Secondary schools to extend Christmas holidays by a week to enable rollout of mass testing
The return to school will be delayed by up to a week, ministers have announced, with headteachers told to recruit an army of parents and volunteers to carry out mass testing of teenagers.
Most secondary students will not be back in the classroom until January 11, a full week after the official start of term, and will instead be taught remotely.
Pupils Year 11 and Year 13 who are preparing for their GCSE and A-levels will be allowed to come back to school on January 4 along with anyone taking vocational qualifications that week, the children of key workers and vulnerable youngsters.
But all other secondary pupils will only be allowed to come into school during the first week of term to take Covid-19 tests as part of a mass roll-out around the country.
The move comes amid warnings that the relaxation of social distancing rules for five days over Christmas will lead to a spike in coronavirus infections and deaths.
Gavin Williamson, the education secretary, said: “This targeted testing round will clamp down on the virus as students return from the Christmas break and help stop the spread of Covid-19 in the wider community.
“Over the rest of the academic year and in the run up to exams, it will remain a national priority to keep education open for all, while keeping schools as safe as possible.”
The Department for Education (DfE) has told schools that they will need to use their own staff as well as recruit volunteers and parents to administer the tests. The military will assist with planning, officials said, and a formal request for assistance from the armed forces is expected to be made next week.
But the plans were threatened last night after the UK’s largest teacher union said it could not support the plans until the Education Secretary answered a list of questions.
Kevin Courtney, joint general secretary of the National Education Union said that the mass testing plans are “inoperable”, adding that it is “ridiculous” and “unreasonable” to expect teachers to cooperate with plans to recruit volunteers on the final day of term.
He also cast doubt over the accuracy of the lateral flow tests, pointing to findings published in the British Medical Journal that half of positive cases are missed if they are not done by trained medical personnel.
Headteachers said it “beggars belief” that ministers are now announcing a week delay to the start of term, having threatened councils with legal action this week for proposing a move to remote learning for the final few days before the holidays.
Julie McCulloch, director of policy at the Association of School and College Leaders, the largest union for secondary headteachers, said that while she supports the principle of mass testing, the roll out itself will be an "enormous logistical challenge" for schools.

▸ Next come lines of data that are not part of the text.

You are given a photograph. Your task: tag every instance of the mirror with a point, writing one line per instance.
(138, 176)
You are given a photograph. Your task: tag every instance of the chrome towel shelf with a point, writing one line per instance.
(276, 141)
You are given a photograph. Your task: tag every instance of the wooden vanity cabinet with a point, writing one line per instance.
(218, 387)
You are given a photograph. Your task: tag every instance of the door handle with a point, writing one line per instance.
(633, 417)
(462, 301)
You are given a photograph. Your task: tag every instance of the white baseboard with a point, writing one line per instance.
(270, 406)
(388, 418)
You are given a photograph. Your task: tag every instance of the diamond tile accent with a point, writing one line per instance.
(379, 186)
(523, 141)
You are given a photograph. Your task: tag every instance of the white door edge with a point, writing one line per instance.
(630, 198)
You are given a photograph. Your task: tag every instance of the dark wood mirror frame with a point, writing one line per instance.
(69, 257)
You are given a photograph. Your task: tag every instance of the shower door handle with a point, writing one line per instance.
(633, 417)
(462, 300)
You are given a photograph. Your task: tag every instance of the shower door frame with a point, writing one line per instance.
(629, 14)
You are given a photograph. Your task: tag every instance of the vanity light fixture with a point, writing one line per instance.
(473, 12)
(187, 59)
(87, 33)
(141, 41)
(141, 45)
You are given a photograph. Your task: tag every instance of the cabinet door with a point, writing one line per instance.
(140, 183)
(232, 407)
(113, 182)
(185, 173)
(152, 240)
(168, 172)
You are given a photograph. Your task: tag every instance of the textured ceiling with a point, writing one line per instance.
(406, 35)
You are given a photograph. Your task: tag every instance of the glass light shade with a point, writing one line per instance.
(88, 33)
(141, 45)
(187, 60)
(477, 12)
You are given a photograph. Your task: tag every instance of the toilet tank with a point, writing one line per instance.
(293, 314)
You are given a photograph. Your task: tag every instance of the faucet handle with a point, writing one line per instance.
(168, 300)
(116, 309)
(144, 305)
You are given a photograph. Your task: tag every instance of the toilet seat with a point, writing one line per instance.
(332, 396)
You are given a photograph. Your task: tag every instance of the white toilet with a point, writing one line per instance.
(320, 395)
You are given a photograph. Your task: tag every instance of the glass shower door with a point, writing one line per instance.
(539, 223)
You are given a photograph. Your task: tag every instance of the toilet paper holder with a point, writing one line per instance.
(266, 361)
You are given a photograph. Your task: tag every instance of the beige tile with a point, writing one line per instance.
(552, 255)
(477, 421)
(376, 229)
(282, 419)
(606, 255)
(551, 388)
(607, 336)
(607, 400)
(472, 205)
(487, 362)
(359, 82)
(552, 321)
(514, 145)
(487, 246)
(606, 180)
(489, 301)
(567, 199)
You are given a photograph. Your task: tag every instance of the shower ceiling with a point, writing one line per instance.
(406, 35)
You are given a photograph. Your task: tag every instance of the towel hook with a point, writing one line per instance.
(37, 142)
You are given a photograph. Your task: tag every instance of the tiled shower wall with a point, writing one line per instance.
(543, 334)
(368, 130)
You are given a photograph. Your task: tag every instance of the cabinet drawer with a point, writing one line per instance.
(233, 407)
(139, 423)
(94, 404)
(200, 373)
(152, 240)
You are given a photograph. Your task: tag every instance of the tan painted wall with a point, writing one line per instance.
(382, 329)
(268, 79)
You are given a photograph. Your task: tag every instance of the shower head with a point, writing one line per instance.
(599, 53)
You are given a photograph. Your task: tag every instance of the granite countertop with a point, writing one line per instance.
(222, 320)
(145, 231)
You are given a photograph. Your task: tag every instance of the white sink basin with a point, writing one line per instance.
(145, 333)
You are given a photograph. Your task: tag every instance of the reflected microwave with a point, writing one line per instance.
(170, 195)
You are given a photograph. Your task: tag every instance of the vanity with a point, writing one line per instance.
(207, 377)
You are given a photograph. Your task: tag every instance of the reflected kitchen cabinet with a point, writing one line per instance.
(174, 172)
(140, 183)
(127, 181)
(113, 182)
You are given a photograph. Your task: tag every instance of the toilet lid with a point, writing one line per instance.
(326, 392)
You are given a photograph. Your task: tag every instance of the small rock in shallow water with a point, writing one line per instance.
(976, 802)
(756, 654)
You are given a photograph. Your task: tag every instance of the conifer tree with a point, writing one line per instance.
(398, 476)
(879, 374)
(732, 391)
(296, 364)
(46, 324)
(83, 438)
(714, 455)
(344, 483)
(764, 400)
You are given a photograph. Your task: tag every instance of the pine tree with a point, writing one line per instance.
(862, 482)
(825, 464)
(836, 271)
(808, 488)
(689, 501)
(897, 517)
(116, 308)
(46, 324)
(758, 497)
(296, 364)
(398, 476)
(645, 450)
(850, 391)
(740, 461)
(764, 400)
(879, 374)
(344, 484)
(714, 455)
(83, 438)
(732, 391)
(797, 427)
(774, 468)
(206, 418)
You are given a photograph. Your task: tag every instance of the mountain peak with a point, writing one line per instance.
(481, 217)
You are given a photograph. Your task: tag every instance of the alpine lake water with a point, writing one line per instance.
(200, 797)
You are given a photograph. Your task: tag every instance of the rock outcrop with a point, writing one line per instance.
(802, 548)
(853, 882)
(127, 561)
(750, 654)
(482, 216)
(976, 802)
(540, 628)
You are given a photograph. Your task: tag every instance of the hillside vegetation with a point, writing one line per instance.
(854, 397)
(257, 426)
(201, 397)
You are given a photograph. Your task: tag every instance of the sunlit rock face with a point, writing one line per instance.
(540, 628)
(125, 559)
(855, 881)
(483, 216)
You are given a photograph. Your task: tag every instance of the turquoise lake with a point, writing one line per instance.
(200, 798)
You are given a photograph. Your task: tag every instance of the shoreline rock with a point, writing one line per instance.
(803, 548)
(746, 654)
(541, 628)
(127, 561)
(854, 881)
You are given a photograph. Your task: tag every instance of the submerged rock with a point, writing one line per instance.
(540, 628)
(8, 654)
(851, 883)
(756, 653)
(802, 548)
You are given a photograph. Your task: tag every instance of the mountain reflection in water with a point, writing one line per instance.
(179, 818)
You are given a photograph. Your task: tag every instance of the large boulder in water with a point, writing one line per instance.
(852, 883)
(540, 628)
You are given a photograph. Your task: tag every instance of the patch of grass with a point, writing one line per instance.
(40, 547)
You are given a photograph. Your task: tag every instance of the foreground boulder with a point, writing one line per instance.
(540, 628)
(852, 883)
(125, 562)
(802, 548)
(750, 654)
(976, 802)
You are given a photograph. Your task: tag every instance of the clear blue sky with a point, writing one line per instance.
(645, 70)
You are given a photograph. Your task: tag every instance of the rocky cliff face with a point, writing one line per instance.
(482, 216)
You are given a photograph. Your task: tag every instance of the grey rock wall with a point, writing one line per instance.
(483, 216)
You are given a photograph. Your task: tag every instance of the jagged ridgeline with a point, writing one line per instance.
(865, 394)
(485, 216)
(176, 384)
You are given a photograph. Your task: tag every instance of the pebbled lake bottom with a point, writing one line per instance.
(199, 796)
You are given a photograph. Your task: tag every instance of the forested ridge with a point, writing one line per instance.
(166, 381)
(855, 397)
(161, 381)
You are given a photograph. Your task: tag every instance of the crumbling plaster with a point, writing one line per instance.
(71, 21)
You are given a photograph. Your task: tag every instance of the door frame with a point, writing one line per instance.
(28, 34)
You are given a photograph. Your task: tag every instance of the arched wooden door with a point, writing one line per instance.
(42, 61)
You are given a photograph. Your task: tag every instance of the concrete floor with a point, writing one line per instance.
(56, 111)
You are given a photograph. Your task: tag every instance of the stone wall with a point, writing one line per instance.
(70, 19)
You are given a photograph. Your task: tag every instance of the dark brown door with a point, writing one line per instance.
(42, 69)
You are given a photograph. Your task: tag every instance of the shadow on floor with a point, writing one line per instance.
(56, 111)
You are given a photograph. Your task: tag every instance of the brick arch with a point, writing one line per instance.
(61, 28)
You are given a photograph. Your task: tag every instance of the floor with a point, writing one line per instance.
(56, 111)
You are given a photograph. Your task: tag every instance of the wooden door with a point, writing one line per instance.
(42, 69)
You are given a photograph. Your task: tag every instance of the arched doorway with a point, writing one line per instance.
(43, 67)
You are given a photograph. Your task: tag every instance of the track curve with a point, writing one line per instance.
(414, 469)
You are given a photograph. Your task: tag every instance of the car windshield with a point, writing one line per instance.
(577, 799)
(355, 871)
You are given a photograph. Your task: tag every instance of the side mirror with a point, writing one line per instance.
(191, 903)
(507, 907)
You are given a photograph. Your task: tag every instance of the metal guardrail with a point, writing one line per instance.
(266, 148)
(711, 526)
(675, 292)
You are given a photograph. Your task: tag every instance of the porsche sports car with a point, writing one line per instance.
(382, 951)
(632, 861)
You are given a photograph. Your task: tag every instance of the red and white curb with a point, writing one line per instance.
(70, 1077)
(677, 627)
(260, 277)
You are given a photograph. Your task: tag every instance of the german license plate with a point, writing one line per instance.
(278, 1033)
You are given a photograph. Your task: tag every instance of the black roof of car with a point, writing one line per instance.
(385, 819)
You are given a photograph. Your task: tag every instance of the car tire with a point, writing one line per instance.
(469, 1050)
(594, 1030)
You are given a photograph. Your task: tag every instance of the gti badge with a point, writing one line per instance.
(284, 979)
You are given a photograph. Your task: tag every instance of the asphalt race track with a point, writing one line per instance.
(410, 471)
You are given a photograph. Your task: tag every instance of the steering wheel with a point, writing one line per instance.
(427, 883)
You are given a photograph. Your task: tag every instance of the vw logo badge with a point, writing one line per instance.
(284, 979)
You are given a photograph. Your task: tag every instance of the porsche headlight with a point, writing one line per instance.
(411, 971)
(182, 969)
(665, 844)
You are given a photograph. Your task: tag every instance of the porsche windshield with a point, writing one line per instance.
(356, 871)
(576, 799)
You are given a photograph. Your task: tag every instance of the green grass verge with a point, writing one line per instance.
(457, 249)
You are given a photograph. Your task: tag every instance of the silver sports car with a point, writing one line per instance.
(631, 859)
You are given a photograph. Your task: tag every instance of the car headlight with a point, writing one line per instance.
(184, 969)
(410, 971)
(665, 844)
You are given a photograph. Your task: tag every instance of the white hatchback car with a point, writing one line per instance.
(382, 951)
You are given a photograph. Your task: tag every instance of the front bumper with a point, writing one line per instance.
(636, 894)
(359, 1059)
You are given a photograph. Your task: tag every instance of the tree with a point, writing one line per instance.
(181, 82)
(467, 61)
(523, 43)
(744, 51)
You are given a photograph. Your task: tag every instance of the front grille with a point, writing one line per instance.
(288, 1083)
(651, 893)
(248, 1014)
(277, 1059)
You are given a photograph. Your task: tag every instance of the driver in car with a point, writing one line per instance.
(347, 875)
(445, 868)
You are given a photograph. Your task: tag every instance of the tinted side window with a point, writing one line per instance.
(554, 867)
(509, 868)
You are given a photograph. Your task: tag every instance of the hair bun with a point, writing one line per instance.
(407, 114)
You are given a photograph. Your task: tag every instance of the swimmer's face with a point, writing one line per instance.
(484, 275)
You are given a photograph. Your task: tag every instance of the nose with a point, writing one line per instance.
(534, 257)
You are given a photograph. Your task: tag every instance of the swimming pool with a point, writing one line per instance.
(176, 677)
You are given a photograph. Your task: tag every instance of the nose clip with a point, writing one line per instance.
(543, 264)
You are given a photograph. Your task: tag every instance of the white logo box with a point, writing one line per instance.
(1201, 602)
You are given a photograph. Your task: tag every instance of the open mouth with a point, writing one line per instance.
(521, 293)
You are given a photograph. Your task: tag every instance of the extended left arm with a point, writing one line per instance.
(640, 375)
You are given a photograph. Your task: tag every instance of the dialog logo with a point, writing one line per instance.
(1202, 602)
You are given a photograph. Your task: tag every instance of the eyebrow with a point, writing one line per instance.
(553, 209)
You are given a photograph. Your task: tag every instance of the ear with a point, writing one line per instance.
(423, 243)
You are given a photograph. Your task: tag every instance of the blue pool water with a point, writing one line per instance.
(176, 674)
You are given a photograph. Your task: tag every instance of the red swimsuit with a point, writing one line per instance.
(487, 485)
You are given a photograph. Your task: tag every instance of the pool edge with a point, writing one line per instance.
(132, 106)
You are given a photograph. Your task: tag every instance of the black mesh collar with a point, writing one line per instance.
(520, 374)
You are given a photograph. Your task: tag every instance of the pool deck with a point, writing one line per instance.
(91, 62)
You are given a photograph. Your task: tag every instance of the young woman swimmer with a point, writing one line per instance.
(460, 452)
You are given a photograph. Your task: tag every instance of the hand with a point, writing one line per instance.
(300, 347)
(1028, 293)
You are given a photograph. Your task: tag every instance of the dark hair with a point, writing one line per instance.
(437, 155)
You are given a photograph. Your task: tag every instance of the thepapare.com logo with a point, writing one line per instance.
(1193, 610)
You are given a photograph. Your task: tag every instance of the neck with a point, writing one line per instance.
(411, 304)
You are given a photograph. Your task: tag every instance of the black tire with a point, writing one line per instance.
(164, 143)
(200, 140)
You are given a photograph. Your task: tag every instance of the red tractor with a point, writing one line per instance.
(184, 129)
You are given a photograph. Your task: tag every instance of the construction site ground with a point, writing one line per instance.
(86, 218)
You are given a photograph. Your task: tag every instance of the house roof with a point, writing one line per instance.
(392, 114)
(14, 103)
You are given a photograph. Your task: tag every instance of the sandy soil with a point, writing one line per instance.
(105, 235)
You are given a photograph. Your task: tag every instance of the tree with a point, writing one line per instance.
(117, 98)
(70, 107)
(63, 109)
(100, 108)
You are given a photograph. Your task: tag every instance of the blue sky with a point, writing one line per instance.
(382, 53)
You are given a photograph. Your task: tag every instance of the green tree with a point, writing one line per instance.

She said that school staff could help with registering pupils and recording results but it is “not appropriate” for teachers to administer the tests.
“The roles that are more to do with administering medical procedures feel to us much more problematic, that is not what school staff are trained to do,” she said.
Lateral flow tests, which give results in 30 minutes, will be used, and testing kits will be sent out to schools ready for the start of term.
Each student will be given two rapid antigen tests, three days apart, and if either test shows a positive result a second sample will be sent to a laboratory for confirmation. Students who decline to have tests will still be allowed to go to school.
There are more than 4.2 million children in secondary schools, sixth-form colleges, special schools and alternative provision who will be given access to tests during the initial roll out from January 4.
The latest Government figures show 2.4 million tests being carried out in the past seven days, suggesting it would not be possible to test all children without a significant increase in testing.
Tests will be made available to the 5.2 million pupils in private schools and primaries later on during the Spring term.
Matt Hancock, the health secretary, said: “Rapid testing is a reliable and effective way to identify people without symptoms that we otherwise wouldn’t know about. By doing this we can help schools and colleges open safely after the Christmas break and ensure there is minimal disruption to our children’s education.”